Cleanroom and Aseptic Manufacturing Disinfectant Validations: What Are They All About?

Posted on: February 12, 2012

Cleanroom and Aseptic Manufacturing Disinfectant Validations: What Are They All About?

The terms “cleanroom disinfectant validation”, “disinfectant validation”, and “cleaning validation” are bounced around by quality managers in the pharmaceutical, biologic and aseptic manufacturing industries all the time, but how many of us really understand what they mean and why they are important?

These validations are critical to assuring that your company complies with current good manufacturing practices (cGMP). They are also crucial to assuring that you are in control of the production environment and are effectively limiting the potential for contamination. Most importantly, these validations are regularly being reviewed by auditors during inspections.  Having a validation in place assures you are in compliance with regulatory requirements and ensures that you know how the products you’ve chosen to disinfect your manufacturing environment perform when used according to your SOPs.

What is a cleanroom disinfectant validation?

A cleanroom disinfectant validation is a formal evaluation and validation of the products and procedures you use to disinfect your cleanroom.  It should minimally include the key surfaces in your cleanroom (epoxy or tile flooring, stainless steel, glass, plastics) and key organisms (vegetative, fungal and spore formers, as well as specific environmental organisms from your site). A good guideline to consider is USP <1072>. This document provides information on how to select disinfectants for use in your cleanrooms as well as suggested testing methodology and acceptance criteria.

How is the testing done?

Standard and environment-specific test organisms are grown by the testing laboratory in a fashion that assures they are healthy, pure cultures. On the day of test, the organism suspension is applied to carriers representative of the surfaces in your facility.

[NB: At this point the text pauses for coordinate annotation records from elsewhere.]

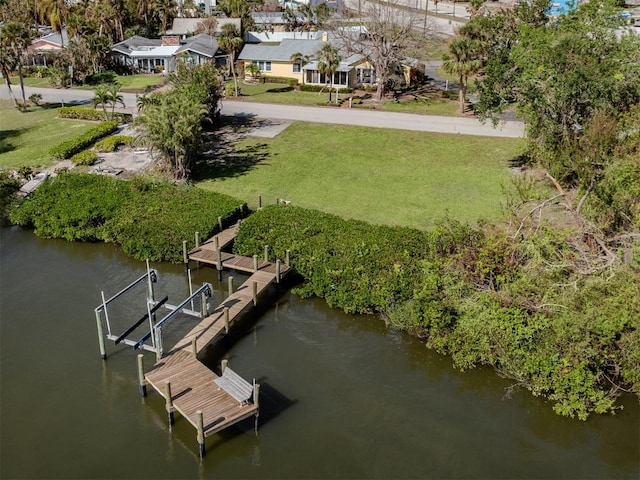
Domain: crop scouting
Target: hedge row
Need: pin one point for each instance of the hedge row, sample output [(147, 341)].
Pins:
[(149, 220), (353, 265), (110, 144), (318, 88), (292, 82), (81, 113), (69, 148), (86, 157)]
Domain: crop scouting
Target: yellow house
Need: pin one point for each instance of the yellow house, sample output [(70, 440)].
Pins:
[(276, 60)]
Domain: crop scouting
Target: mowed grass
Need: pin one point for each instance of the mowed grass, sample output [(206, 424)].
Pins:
[(25, 138), (381, 176)]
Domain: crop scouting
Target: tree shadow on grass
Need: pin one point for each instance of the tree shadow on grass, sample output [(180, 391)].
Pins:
[(224, 157), (5, 135)]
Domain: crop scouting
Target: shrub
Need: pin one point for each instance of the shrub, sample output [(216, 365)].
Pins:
[(149, 220), (292, 82), (81, 113), (9, 185), (353, 265), (69, 148), (110, 144), (318, 88), (108, 76), (86, 157)]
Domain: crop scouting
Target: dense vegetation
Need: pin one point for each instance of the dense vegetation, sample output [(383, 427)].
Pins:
[(148, 219), (477, 295)]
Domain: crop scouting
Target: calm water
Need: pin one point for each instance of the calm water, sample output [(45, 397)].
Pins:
[(341, 397)]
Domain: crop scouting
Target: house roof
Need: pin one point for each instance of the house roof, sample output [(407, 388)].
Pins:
[(141, 47), (203, 44), (54, 38), (186, 26), (281, 52)]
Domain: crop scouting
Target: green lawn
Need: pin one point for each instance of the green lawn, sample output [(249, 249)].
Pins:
[(25, 138), (280, 93), (381, 176), (130, 83)]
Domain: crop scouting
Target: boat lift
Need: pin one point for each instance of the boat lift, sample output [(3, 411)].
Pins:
[(155, 328)]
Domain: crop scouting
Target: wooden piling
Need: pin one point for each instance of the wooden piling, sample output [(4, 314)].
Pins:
[(200, 437), (103, 351), (254, 289), (185, 255), (169, 402), (141, 380)]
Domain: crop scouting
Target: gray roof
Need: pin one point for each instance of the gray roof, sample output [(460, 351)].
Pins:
[(55, 38), (203, 44), (130, 44), (186, 26), (281, 52)]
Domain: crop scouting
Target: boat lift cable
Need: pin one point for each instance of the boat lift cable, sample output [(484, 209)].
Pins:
[(205, 288)]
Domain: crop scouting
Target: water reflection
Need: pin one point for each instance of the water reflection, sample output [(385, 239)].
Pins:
[(341, 396)]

The inoculated organisms are dried onto the surface then treated with the disinfectants in a manner consistent with the application procedures outlined in your internal SOPs. If you have not yet developed a procedure, ATS Labs suggests following the instructions for use on the disinfectant label. Following treatment, the surviving organisms on the carriers are enumerated and compared to a population control to determine the percent and log reduction achieved by the disinfectant. USP <1072> indicates that for bacterial spore formers (eg.,Bacillus subtilis), a minimum of a 2 log10 reduction should be demonstrated. Likewise, for vegetative bacteria (eg.,Pseudomonas aeruginosa or Staphylococcus aureus) and fungal organisms (eg., Aspergillus brasiliensis or Penicillium chrysogenum) a minimum of a 3 log10 reduction should be demonstrated.

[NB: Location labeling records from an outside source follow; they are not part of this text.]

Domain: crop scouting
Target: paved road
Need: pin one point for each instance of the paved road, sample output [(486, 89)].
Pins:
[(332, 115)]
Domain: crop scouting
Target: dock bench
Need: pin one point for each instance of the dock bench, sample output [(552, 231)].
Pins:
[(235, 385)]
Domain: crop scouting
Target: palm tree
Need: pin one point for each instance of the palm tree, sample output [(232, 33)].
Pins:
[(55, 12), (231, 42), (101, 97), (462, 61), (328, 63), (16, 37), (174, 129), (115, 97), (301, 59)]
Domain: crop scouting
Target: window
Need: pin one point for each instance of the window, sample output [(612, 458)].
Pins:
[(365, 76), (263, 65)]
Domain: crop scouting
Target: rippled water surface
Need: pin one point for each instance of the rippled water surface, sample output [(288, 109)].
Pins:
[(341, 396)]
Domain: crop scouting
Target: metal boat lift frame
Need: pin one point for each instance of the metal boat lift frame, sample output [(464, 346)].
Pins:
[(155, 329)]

When should a cleanroom disinfectant validation be performed?

The short answer is that a disinfectant validation can be performed at any time. However, ideally a disinfectant validation should be performed at the time that your procedures for disinfecting your cleanroom are developed, and before you begin manufacturing product. At a minimum, this validation must be done before a FDA cGMP audit occurs. Additionally, if there have been changes to your disinfection procedures or if new materials have been introduced, you should consider verifying that the changes made do not impact your ability to disinfect the area. Finally, you should consider revalidating your procedures or verifying efficacy if you begin to consistently recover specific isolates during routine environmental monitoring.